In this day and age, we are constantly bombarded with information. New products, new services, new updates on your newsletter feeds. We receive texts, emails and notifications on our phones nearly every minute.
Unfortunately, human biology doesn’t evolve quite as quickly, so we’re always dealing with information overload.
Can’t quite concentrate on your task because you know that there are a billion and one other related tasks and issues that are going to rely on it? Don’t worry, you haven’t developed ADHD. You’re just too used to being exposed to constant information.
Of course, it ends up distracting you so much you take hours to get anything done. Even worse, you keep forgetting the main points of what you were researching and need to constantly remind yourself.
So here’s a method created by world #1 peak performance coach Tony Robbins called Chunking, and no, it doesn’t require you to forget anything.
Before you dive straight into chunking things, you need to figure out what needs to be chunked. Take all that information buzzing in your brain and write it down or type it up somewhere.
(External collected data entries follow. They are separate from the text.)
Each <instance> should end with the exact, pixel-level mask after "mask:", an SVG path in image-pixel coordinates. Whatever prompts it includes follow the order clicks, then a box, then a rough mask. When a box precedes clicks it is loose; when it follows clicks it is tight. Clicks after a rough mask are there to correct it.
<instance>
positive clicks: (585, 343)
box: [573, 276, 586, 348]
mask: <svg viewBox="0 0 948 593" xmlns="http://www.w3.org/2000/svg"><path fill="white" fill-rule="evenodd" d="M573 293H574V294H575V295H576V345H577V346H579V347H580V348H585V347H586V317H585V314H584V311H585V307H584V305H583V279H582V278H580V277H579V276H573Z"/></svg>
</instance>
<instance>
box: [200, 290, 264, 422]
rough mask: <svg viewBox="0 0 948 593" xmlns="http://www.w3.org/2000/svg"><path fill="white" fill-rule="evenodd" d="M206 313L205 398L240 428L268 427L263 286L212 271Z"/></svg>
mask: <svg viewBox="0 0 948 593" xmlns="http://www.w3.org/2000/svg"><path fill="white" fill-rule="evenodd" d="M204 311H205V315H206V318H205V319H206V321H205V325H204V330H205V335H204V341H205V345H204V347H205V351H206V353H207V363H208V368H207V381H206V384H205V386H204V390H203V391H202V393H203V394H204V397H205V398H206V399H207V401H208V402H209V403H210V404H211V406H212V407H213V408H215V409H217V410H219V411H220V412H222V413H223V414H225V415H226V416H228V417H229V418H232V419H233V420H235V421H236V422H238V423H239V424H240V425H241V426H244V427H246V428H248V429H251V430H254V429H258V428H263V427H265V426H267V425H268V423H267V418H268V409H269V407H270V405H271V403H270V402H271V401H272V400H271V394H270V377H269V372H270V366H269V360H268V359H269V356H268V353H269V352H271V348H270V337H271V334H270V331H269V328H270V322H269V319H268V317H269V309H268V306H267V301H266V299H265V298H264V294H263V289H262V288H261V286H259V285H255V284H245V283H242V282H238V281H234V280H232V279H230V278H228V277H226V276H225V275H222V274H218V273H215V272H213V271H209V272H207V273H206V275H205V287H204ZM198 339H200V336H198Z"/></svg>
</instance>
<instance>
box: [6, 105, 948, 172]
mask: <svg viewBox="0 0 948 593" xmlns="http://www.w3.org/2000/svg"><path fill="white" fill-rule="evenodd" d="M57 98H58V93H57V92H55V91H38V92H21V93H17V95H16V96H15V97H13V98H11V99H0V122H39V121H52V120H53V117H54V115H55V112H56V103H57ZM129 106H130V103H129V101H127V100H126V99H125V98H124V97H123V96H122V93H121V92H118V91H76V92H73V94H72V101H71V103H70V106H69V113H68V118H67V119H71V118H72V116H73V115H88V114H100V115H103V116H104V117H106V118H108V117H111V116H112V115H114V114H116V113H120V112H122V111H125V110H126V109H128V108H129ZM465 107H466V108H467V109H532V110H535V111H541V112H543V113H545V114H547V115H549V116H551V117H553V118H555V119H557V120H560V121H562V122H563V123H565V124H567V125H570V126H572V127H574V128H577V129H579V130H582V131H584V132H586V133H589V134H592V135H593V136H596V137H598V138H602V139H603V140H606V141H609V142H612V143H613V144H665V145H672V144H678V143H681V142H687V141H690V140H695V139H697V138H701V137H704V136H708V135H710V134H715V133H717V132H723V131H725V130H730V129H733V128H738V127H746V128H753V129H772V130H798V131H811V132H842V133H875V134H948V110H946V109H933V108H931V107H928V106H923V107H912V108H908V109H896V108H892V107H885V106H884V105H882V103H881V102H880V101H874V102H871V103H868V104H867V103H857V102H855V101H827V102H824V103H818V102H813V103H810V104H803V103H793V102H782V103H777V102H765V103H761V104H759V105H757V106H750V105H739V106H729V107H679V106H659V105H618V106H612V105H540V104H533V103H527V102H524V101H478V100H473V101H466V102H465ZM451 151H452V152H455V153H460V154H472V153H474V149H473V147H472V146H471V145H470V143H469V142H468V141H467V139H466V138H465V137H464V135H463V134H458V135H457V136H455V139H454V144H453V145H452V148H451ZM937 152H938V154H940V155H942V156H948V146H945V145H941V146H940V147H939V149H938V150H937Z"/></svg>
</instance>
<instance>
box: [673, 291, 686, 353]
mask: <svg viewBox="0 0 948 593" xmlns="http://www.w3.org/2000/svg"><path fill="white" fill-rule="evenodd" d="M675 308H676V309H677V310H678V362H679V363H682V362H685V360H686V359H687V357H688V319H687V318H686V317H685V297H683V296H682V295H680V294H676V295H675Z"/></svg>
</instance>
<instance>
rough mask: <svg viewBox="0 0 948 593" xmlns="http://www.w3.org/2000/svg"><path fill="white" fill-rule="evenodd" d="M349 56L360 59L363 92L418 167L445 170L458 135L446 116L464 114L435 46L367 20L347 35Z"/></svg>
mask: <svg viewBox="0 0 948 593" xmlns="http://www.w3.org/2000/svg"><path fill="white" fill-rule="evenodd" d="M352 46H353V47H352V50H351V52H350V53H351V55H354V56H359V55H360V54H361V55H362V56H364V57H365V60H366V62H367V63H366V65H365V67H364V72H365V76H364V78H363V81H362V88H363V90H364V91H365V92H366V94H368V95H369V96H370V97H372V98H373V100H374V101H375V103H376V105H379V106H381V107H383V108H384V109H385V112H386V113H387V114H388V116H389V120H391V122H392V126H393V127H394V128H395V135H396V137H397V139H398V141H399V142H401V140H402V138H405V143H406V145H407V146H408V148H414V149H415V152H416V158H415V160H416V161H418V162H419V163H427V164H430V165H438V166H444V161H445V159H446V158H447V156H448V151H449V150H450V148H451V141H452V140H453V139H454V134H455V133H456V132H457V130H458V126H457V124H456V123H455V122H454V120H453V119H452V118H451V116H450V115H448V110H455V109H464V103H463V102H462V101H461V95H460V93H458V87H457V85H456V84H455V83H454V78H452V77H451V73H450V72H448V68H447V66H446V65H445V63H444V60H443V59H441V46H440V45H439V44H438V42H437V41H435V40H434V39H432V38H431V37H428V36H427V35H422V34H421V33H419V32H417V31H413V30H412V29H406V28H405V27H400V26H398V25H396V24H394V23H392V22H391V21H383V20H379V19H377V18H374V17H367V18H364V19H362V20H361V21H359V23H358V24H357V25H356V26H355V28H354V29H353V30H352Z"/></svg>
Document the ideas, meetings, communications and required results. Capture the things that are a must for you to accomplish, whether they are the things you really want or situations that demand your attention.
Limit the captured information to a week’s worth. Remember – the human brain can handle anything between 5 – 9 items at a time.
Look for commonalities between each item. Categorise them according to the common areas of Life Mastery: health, meaning & emotions, relationships, time, work/career/mission, finances, and spirituality.
Group them into digestible chunks. For example, family gatherings, dates, and friendly outings can all be under the umbrella of “relationships”.
Once these items are chunked together, you’ll have a clearer understanding of your desired outcome. Like the previously example of “relationships”, you can see the desire to improve your communication and connections with different groups of people.
The moment you start thinking of your chunks as groups of desired outcomes, it becomes less burdensome to act on them. Instead of multiple individual tasks that you have to do, you can now see an overarching purpose for each group of tasks.
And instead of getting overwhelmed by the minutiae, you’ll be able to focus on the reasons behind each task and prioritise. In fact, you might even get inspired to come up with a better plan of action to bring all these different tasks together and accomplish more.
There are so many things competing for and demanding your attention in life, if you don’t make a conscious effort to decide in advance which things you’re going to focus on, you’ll live in reaction to demands of the moment. Focus is the ultimate power that can change the way we think, the way we feel and what we do in any moment. When we change our focus, we change our life.